No sábado, no entanto, a oposição ao bolsonarismo liderada por frentes que agregam entidades sindicais, coletivos e movimentos sociais e de esquerda mostrou que a rejeição recorde de Bolsonaro pode ser traduzida em atos nas ruas, mesmo com o desestímulo da pandemia. Protestos com adesão significativa também foram realizados em capitais onde Bolsonaro registrou algumas de suas votações mais expressivas em 2018, como Curitiba e Belo Horizonte. Nos últimos meses, bolsonaristas só conseguiram organizar pequenas carreatas ou passeatas pró-governo e pró-golpe nessas cidades.

Mesmo os atos pró-governo que tiveram participação significativa, na maior parte dos casos, precisaram contar com o peso da presença do presidente para atrair participantes, como no caso da “motociata” do Rio de Janeiro no último fim de semana. Em São Paulo, a última manifestação bolsonarista comparável ao ato deste sábado na Avenida Paulista ocorreu em maio de 2019, quando, segundo pesquisas, a base de apoio do presidente ainda era consideravelmente maior.
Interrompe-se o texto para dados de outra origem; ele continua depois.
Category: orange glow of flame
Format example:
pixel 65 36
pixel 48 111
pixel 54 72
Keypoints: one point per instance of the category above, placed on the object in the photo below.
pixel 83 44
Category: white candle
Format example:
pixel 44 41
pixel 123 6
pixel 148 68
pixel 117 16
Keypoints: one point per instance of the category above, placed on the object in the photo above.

Já as manifestações do último sábado produziram as imagens mais contundentes desde aquelas pedindo pela queda do ex-presidente Michel Temer em 2016 e 2017 ou a convocatória feminista pelo “ele não”, da campanha de 2018 – mesmo considerando as limitações da pandemia e a precariedade das medições de público. A questão, agora, é saber se o clamor capitaneado pela esquerda se sustenta e gera outras mobilizações durante este ano, como ocorreu ao longo de 2015 e 2016 pela destituição da ex-presidenta Dilma Rousseff (PT). O pulso popular é essencial na equação, porque Bolsonaro ainda possui no mínimo mais de dois dígitos de aprovação, segundo as últimas pesquisas de opinião. O nível é baixo, mas ainda suficiente para mantê-lo no poder.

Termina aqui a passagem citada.